For much of the last century, to most workers in New York and in the U.S. as a whole, the perception of employment has implied a full-time job, with 40-hours of work and some level of benefits. In some respects, the American middle-class and the concept of the “American Dream” was created by standardized employment practices of many businesses in the last century.
And workers with reliable incomes allowed more businesses to operate and to pay their employees. This led to much of the prosperity witnessed in this country during that period.
But times have changed. Fewer and fewer workers consider lifetime employment with a single company remotely realistic. Businesses have shed millions of permanent employees, touting the “efficiency” of a leaner, and very likely, temporary workforce.
Businesses were encouraged to concentrate on “core efficiencies.” They got rid of much of the HR, IT and many other internal employees. They contracted with vendors to handle with these jobs. Of course, they only way a third-party vendor can offer these workers back to their original companies more cheaply is by lowering the salaries they pay.

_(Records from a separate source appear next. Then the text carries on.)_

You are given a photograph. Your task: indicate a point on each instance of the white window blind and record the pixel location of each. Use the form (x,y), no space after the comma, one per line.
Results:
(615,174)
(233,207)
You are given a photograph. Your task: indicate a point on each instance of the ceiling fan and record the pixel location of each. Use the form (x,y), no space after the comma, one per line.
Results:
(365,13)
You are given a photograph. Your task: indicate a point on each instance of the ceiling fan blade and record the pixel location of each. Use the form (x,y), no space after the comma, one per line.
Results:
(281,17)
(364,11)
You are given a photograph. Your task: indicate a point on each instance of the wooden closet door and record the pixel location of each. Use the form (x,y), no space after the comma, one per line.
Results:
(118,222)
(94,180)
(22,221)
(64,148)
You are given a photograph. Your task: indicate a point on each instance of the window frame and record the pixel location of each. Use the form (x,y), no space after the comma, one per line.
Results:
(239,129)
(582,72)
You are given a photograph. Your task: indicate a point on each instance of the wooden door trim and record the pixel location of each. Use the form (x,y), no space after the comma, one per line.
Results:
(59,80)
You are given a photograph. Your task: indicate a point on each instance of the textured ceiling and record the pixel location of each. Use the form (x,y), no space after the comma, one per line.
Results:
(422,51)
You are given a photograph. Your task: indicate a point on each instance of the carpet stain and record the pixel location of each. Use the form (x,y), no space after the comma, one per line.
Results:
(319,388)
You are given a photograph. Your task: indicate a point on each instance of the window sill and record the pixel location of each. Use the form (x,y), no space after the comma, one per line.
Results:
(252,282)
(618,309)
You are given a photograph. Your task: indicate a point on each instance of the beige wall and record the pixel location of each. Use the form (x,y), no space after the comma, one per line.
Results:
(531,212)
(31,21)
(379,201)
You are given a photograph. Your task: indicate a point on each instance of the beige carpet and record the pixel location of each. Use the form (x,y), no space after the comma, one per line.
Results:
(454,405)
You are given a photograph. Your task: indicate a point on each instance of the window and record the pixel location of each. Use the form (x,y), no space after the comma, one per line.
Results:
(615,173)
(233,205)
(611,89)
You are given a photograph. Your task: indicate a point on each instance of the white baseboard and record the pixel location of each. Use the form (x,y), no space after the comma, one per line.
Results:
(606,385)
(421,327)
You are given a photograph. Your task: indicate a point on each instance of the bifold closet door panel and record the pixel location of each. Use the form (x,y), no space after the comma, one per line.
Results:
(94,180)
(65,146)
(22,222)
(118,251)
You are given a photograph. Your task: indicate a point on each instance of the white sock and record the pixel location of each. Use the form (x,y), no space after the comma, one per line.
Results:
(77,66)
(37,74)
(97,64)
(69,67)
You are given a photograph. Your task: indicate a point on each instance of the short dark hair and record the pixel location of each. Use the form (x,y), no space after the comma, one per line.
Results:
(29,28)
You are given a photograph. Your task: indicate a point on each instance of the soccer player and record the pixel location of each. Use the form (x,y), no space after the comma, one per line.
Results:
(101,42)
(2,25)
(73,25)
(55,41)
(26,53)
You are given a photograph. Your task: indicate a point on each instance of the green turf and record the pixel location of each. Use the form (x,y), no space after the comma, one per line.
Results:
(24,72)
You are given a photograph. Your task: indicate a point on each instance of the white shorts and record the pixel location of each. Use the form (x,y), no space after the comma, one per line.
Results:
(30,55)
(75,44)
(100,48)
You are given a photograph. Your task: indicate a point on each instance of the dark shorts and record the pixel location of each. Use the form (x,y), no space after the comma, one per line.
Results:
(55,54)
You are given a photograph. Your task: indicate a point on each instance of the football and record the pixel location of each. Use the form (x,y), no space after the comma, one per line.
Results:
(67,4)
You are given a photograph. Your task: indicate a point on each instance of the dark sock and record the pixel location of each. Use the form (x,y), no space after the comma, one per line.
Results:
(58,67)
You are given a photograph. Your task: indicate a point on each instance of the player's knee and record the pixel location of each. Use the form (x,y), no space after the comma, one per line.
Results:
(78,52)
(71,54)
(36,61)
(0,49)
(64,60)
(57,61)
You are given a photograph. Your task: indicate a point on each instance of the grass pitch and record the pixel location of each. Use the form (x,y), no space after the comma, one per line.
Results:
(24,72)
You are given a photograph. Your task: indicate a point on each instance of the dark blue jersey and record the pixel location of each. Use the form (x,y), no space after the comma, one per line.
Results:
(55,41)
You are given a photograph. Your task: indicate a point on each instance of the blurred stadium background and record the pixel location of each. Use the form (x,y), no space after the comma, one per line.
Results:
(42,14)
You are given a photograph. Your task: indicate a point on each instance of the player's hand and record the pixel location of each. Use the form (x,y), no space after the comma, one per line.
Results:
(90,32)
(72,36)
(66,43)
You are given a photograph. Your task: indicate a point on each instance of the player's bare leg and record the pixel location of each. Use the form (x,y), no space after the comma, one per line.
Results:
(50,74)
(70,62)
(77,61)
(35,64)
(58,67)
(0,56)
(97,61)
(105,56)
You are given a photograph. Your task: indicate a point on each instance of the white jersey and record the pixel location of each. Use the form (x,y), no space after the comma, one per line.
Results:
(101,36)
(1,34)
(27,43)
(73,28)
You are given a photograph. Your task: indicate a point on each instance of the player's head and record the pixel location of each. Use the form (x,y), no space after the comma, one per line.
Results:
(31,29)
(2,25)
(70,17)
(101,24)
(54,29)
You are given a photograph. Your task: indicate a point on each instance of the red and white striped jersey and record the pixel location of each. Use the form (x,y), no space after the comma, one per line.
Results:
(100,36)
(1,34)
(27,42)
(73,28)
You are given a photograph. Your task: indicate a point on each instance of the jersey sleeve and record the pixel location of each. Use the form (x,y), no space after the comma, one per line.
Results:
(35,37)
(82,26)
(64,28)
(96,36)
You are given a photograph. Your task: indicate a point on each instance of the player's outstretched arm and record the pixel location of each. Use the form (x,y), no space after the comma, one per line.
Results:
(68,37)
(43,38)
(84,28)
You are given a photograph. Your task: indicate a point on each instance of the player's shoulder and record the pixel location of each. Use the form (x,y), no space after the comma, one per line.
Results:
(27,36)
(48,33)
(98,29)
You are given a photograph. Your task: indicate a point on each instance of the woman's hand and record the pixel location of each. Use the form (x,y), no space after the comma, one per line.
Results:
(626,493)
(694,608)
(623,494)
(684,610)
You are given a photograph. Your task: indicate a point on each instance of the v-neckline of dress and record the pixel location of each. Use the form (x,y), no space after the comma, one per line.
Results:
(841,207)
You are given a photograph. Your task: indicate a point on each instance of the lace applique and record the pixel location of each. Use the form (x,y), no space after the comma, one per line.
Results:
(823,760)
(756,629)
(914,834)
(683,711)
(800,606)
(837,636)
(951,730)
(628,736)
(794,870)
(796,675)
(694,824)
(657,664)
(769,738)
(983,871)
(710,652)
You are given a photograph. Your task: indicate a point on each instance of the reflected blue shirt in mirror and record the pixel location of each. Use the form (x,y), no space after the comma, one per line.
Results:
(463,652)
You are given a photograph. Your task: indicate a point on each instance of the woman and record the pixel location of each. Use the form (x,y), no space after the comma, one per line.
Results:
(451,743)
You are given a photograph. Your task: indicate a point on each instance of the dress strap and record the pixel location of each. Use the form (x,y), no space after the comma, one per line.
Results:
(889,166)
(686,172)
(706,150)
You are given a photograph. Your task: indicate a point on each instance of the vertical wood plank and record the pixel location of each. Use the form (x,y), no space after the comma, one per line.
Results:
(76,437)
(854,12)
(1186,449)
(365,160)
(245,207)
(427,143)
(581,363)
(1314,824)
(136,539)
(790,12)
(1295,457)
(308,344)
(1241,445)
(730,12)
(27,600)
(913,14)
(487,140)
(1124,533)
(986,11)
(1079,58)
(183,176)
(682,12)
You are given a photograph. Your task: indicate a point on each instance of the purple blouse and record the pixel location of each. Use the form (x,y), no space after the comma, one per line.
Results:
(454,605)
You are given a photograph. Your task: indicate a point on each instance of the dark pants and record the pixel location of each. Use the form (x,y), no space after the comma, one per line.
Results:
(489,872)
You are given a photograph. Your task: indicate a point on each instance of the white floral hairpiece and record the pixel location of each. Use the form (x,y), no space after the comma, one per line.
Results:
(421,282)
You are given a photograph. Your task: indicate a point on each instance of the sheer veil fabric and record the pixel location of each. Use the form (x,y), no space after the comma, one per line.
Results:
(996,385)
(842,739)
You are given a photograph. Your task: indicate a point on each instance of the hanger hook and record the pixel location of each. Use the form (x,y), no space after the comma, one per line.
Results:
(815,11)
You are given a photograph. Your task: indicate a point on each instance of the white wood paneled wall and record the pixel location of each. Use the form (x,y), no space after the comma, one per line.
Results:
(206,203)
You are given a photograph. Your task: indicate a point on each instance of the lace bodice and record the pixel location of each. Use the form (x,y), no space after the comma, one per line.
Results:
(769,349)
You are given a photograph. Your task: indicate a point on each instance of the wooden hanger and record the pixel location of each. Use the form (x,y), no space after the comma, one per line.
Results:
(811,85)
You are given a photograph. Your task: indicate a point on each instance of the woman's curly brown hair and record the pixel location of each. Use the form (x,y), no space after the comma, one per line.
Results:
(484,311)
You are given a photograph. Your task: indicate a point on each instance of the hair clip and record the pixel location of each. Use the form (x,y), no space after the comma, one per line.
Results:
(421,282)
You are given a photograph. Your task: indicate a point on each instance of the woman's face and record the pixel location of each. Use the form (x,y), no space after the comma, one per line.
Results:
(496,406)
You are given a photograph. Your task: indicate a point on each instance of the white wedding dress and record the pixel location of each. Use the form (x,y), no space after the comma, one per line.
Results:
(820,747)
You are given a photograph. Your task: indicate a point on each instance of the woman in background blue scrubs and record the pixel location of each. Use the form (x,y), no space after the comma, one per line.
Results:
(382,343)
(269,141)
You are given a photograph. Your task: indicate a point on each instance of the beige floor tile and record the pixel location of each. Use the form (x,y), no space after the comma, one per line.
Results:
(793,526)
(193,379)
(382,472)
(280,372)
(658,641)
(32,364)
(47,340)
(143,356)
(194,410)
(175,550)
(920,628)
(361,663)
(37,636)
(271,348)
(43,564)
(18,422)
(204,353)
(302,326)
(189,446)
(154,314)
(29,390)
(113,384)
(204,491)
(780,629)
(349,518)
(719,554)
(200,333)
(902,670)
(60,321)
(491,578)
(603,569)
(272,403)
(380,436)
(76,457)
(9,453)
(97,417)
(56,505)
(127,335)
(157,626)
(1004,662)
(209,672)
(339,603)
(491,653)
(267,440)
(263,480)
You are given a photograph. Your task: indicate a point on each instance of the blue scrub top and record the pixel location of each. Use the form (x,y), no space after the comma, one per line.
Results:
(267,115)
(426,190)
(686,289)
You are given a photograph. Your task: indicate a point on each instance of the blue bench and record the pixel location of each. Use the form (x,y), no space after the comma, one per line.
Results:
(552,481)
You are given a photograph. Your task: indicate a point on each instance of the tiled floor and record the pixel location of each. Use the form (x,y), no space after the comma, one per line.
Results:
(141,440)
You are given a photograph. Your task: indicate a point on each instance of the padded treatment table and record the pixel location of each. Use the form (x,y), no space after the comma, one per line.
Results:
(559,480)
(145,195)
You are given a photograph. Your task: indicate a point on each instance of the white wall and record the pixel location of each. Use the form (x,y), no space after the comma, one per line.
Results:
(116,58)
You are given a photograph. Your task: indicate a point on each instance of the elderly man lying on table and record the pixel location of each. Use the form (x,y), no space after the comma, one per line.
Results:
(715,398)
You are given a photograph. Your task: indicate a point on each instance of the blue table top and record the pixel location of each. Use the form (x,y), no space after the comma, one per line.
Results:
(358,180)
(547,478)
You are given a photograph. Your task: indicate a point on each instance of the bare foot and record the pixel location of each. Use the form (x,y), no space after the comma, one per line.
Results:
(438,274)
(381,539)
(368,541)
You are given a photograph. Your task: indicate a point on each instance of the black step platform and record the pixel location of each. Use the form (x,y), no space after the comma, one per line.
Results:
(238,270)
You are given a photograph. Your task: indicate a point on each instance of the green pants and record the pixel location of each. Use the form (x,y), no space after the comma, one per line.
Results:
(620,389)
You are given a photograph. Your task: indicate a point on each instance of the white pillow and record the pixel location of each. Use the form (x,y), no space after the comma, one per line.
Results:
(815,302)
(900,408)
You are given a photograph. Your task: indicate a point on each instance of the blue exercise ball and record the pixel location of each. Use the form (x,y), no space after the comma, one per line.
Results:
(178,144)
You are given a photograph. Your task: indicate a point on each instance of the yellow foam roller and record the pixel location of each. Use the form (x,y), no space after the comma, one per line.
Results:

This has a two-fold effect. Workers have less income to spend and are more likely to feel insecure in their position, meaning they may become very cautious when spending. The second effect is less obvious, because it may be hidden for years by the few remaining “legacy” employees.
The second affect of a non-permanent workforce is the lack of knowledge only gained from the experience of performing a job for years. And as layers of management become less connected with the actual work of the business, it becomes more difficult for it to determine or recognize what are the core competencies of the business.
This can cripple a company and create a downward spiral that leaves the fate of the business in jeopardy. It also means there is great opportunity for abuse of employment and labor laws and to engage in discrimination, as employers play fast and loose with definitions like independent contractor and temporary workers.